Stressors can arise from the characteristics of the work environment, work organization and way of communicating in the organization, the characteristics of individuals, as well as numerous other everyday factors that are difficult to qualify in certain categories because they are too dependent on the whole set of relationships in the overall social situation in which they occur.
The Stages of Burnout
The process of burnout at work is characterized by great beginner enthusiasm, in which the person does not use any “emotional protection”, after which they becomes vulnerable, emotionally withdraws, lose interest, start blaming others, becomes cynical and ultimately “burnouts”.
The first phase is a phase of work enthusiasm characterized by unrealistic expectations of rapid achievement, over-investment in business, and uncritical dedication to work.
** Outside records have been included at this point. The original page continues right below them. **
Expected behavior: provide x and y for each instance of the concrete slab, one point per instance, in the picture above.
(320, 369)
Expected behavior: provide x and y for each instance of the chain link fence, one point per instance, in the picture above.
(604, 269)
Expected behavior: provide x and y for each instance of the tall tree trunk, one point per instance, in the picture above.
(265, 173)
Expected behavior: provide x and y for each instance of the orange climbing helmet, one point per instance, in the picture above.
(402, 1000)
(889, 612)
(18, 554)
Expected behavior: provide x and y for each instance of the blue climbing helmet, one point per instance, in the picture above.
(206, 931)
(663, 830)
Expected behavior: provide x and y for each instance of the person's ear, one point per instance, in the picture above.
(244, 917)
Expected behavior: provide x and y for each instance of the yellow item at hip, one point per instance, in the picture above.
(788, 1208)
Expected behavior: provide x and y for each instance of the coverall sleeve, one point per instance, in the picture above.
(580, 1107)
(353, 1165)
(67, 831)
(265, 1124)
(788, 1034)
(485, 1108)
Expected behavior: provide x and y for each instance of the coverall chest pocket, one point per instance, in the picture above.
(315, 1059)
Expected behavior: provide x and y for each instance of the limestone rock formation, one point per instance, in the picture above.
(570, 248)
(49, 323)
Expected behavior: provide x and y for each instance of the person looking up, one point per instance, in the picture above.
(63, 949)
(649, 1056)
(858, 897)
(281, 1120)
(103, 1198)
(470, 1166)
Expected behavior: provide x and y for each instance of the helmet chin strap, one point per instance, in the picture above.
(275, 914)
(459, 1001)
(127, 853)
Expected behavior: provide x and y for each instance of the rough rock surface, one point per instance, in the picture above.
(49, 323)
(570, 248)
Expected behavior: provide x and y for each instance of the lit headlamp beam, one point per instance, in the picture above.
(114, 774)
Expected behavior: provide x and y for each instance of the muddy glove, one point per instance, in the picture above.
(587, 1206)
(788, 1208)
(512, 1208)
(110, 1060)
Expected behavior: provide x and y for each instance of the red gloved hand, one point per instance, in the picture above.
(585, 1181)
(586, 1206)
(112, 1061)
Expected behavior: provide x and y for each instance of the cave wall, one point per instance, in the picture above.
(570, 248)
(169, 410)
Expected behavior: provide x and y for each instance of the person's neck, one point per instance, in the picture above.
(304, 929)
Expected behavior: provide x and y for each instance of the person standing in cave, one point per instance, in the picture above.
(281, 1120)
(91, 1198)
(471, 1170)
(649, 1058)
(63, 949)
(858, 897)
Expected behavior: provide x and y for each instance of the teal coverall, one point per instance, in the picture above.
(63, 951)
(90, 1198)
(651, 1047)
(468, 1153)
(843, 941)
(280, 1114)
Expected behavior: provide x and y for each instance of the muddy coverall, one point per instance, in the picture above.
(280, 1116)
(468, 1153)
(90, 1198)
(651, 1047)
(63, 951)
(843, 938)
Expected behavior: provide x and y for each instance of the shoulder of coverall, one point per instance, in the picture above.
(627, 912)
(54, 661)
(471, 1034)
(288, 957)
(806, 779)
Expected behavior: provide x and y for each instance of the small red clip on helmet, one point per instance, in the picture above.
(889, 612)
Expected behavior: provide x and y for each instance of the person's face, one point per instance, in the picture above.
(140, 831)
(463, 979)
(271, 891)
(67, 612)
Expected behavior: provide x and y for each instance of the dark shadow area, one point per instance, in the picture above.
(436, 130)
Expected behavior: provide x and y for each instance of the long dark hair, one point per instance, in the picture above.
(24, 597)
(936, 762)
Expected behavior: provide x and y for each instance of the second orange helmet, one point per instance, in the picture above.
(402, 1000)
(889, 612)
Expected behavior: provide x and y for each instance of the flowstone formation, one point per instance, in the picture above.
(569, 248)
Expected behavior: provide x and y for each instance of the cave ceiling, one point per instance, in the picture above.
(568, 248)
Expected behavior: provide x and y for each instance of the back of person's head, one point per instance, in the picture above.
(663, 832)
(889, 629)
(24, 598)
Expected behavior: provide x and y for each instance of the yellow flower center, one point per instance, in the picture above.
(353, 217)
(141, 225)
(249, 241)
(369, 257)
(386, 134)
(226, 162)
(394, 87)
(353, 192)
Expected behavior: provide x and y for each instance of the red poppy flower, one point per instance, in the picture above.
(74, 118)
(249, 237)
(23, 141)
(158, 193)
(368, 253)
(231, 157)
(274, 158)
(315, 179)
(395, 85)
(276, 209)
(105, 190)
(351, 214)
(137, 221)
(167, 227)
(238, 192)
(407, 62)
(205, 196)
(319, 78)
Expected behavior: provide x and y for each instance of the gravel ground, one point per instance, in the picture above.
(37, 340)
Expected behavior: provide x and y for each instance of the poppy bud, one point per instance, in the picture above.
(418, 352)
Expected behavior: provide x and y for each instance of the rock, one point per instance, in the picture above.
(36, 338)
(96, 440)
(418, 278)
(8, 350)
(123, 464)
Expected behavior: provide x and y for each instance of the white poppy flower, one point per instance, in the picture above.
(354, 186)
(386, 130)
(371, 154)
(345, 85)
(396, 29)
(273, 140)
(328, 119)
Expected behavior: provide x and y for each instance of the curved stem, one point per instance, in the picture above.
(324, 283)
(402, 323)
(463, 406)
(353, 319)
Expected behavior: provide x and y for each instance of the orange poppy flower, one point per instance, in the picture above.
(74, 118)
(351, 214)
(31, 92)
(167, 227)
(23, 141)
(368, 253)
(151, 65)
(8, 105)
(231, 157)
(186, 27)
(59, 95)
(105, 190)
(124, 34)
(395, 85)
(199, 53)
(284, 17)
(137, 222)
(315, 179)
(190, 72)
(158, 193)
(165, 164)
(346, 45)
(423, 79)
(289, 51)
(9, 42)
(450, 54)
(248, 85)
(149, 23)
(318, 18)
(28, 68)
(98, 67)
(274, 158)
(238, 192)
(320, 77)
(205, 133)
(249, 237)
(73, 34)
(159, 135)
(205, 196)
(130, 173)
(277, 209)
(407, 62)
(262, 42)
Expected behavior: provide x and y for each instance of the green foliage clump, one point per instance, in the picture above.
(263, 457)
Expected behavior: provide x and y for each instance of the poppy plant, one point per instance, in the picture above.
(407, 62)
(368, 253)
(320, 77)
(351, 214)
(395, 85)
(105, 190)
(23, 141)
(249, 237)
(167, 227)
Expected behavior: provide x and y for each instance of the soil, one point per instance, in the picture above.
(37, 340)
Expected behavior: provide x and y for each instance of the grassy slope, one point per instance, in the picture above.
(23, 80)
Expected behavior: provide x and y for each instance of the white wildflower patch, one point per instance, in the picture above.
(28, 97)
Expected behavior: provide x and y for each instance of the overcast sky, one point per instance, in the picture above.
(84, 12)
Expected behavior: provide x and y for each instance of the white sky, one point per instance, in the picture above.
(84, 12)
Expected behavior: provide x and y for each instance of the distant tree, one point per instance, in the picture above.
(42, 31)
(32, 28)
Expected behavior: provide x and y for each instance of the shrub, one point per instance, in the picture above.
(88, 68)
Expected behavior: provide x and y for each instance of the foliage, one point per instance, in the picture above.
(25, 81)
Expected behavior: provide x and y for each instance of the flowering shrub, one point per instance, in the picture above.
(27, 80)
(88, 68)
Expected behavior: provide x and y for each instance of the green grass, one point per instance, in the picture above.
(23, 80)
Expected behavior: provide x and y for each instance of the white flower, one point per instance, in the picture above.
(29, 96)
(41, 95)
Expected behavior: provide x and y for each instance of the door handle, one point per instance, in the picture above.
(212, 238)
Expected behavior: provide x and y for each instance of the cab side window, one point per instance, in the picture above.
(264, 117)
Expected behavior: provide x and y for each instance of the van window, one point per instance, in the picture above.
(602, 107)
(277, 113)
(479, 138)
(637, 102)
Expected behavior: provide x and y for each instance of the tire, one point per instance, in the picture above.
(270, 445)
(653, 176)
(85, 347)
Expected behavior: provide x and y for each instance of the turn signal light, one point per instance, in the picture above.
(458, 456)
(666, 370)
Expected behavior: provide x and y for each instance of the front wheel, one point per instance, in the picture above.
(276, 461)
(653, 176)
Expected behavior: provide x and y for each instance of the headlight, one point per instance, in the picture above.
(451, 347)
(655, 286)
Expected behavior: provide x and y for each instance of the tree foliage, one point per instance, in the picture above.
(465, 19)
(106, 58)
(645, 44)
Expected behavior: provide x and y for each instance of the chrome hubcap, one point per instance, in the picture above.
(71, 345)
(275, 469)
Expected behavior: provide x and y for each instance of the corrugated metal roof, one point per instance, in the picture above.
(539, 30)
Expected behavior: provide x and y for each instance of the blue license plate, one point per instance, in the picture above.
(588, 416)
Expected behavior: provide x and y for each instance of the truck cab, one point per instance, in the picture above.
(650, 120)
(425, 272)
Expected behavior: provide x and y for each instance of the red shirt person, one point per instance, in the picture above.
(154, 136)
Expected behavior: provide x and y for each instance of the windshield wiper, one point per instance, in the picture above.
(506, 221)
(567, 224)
At that stage, the workers works much longer than normal working hours. The gap between invested professional effort and its effects often leads to personal disappointment and is the first sign of helplessness.
The second stage is the phase of stagnation in which the worker feels that the achievement in the job is not what they imagined. New consciousness leads to a state of frustration, feelings of disappointment, suspicion of their own competence, the appearance of negativism and the difficulty of communicating with both colleagues and the clients. Emotional vulnerability of the worker is a characteristic of this phase.
The third phase is the phase of emotional withdrawal and isolation. The burnout process also accelerates the physical discomfort that occurs at this stage (headaches, chronic fatigue, insomnia, allergies, and the like). Burnout itself is beginning to help the worker create additional stressors and lead to the last stage of burnout at work.
The last phase is the phase of apathy and loss of life interests. This phase appears as a kind of defense against chronic frustration at work. Initial compassion and enthusiasm at this stage have been replaced by cynicism or indifference to problems. Depression indicators in people are clearly visible, and job motivation and personal resources are exhausted.